東芝は,32nm世代のNAND型フラッシュ・メモリーを集積した300mmウエーハを,
「nano tech 2009 (国際ナノテクノロジー総合展)」(2月18〜20日)で披露した。
3ビット/セル技術を導入した32Gビット品であり,2009年9月から量産出荷する。
32nm世代では,デバイス構造については「(前世代の)43nmから大きな変更を加えなかった」
(東芝の説明員)という。従来通り,浮遊ゲート構造を採用している。ただし,この世代では
浮遊ゲート当たりの蓄積電子数が「200個前後まで低減している」(同説明員)。
この結果,3ビット/セルを実現するためにしきい電圧を8個に分離しようとすると,
書き込みマージンが極めて小さくなる。これに対処するために「回路側でかなり工夫を施した」
(同説明員)という。同社はこの回路技術について,
先日の「International Solid-State Circuits Conference(ISSCC)2009」で発表済みである。

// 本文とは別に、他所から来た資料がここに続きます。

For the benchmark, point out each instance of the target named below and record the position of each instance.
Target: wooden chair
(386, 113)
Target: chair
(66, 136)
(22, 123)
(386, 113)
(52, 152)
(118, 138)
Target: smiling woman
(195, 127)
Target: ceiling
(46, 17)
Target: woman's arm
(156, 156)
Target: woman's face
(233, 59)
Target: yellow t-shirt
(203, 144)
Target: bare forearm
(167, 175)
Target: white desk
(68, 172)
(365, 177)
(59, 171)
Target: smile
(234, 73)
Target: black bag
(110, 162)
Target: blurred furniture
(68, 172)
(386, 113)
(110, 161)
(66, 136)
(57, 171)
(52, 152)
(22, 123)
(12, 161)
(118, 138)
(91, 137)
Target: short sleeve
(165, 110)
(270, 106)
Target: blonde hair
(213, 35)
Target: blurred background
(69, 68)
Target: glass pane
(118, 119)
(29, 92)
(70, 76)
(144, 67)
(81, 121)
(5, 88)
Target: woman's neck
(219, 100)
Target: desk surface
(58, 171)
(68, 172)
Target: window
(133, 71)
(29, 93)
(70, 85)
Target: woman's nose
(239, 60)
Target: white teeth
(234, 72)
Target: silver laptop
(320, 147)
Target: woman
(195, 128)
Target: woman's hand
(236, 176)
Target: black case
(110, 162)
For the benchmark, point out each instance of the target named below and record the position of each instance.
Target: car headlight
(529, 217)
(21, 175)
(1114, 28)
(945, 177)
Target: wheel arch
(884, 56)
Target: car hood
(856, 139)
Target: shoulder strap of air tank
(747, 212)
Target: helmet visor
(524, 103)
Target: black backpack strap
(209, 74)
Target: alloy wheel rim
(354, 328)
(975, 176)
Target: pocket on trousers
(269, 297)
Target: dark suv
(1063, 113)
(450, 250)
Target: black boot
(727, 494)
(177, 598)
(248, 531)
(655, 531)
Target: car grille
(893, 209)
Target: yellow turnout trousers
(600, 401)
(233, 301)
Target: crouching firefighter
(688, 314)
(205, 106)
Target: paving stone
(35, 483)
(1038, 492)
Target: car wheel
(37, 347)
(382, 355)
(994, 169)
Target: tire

2010年末〜2011年の量産化を予定する2Xnm世代のデバイス技術については,
「浮遊ゲート構造を延命できるか,または窒化膜トラップ(MONOS)型のような新構造が
必要になるかを見極めているところ」(同説明員)とする。浮遊ゲート構造はセル間干渉
などの問題から遅くとも3Xnm世代では限界を迎えるとの指摘が多かったが,
東芝は2Xnmへ延命する可能性をまだ残している。量産時期から推し量ると,
同社はこの点について比較的近い時期に判断を下すと見られる。